Inheritance from Unix
A slash in the URL is a hang over from Unix days. A slash /
(not to be confused with a backslash \
), denotes a directory separation.
In particular, web servers for many, many years have had a default mode that reads: if a user requests a directory and I (the web server) find index.html (or .htm if it were of the windows flavour), I (the server) will return that file (instead of a directory listing).
Out of the box, old and out of date Apache (one of the early web servers) could handle the following requests:
…and all 3 requests could serve completely different responses assuming the server doesn't apply any extra hidden logic or configuration.

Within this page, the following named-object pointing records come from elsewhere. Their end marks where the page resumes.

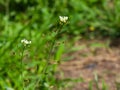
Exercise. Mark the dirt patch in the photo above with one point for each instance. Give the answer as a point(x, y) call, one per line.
point(99, 59)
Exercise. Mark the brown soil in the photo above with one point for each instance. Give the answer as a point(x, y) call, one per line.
point(85, 62)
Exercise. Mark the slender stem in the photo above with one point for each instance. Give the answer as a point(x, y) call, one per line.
point(49, 54)
point(22, 77)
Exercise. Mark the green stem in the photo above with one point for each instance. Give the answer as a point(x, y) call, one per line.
point(49, 54)
point(22, 77)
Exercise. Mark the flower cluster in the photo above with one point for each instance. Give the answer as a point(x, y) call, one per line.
point(63, 19)
point(25, 42)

The first will only match a file called remy
with no extension, in the root of my web server.
The second will serve remy.html
, and the third ("normally") would serve the index.html
in the directory called remy
.
On face value however, it's not entirely clear (to me) whether the first request for me remy
is a file or a directory. Of course it can be both, but it's quickly becoming a mental minefield.
Aside: a file
scheme has 3 slashes (compared to the two used after http
) because the scheme for URLs is <proto>://<host>/<path>
and since file
(in most cases) has no host (it's your machine), it becomes file:///<path>
(ref).
Today's static servers
Today much of these defaults have been ironed out into "sensible defaults" and you'll be able to drop a directory of html files into a service like Netlify (or equally something of your own making) and URL handing is resolved for you.
In fact, Netlify offers a checkbox configuration option (my favourite kind, found under deployment options) that lets you support requests to https://example.com/remy
responds with remy.html
and requests to remy/
responds with remy/index.html
.
These are handled by redirects. How exactly Netlify do this I don't know (I'm sure it's somewhere), but AWS S3 buckets offer the same functionality, as does nginx, Apache and pretty much every other server (just not quite as nice as a checkbox).

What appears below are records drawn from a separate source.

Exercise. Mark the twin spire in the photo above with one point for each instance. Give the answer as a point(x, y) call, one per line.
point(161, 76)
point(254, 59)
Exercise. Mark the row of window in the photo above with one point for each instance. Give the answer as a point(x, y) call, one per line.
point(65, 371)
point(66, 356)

In rewriting my blog backend software I had to generate all the static files myself and I have to consider whether my existing URL schema still worked (it is important to me that it still works and that my URLs live as long as I do).
How about my blog URLs?
If you're able to see the URL to this post, you'll see my blog post URL structure:
- Year
- Month
- Day
- Title (in "slug" form)
When I view this URL, I'm asking myself: what am I looking at?
Is it slashed-uri.html
? Is it index.html
? Is it a file designed to be served with a content type of text/html
but without a file extension? Maybe this isn't a static site, and the slug is a database key, more akin to /post?date=2019-03-22&slug=slashed-uri
?
With all that in mind, the question that now plagues me is:
Should this URL end in a slash?
Slash or not?
Let's see. Using Unix philosophy as a starting point, it would make sense that a post itself is a directory (even if a virtual one), that way all related assets (such as images, comments and so on) would live in the same directory. This alone seems like a really nice feature - all the related content lives together.

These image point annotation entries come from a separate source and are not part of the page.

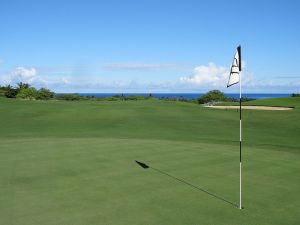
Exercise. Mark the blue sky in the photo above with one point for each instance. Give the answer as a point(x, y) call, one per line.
point(150, 46)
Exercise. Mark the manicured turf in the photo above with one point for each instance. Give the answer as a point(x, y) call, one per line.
point(73, 163)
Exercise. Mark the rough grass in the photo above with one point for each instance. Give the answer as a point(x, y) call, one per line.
point(73, 163)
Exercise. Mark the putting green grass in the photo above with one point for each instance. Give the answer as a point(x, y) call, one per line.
point(73, 163)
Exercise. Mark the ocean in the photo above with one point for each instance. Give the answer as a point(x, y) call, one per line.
point(186, 95)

So a slash makes sense in this case. Then again, a trailing slash feels…a little superfluous to the interface to my content. It's just a character that someone (a visitor or someone else linking to my post) would need to type.
These "pretty URLs", ones don't have slashes at the end, are it's completely within a web server's capabilities to redirect a request to the intended destination.
But then…what if my visitor does include a slash at the end?
Slash and not?
Do I do both? Just recently I was checking my existing blog software and I realised I was getting a valid response from both of these URLs:
The new problem here is: which one is correct? Or more specifically, which is the canonical URL?
By some fluke, I had included the link rel
in my posts, that will read:
<link rel="canonical" href="https://remysharp.com/2018/12/24/memfetch">
But shouldn't one redirect on the other? It seems a little weird that my server responds a 200 OK
on both URLs. The canonical URLs are typically more useful for alternative pages (like an AMP formatted page, or perhaps a version hosted on a different URL, like Medium).
It's all a bit of a mess…
…and actually there's no rules. Which, is kinda good because it allows me to decide how my site should work, but means I keep flipping back and forth on what's the right way of doing URLs for my content.
In the end, for my rewrite of my blog software, I decided to generate named files so that a directory (for 2019) looks like this:
I chose to abandon the idea of having a directory for each post name only because the directories are generated from single markdown files, and the convenience of having a single file containing all the necessary information for the post was too great. Since my blog is mostly text it makes sense (in this case) to keep everything in a single file. Of course there's times I used images (as in this post), but all I need to do is make sure the image filename is unique enough so it doesn't collide with an existing filename (at 12 years of blogging it's yet to happen).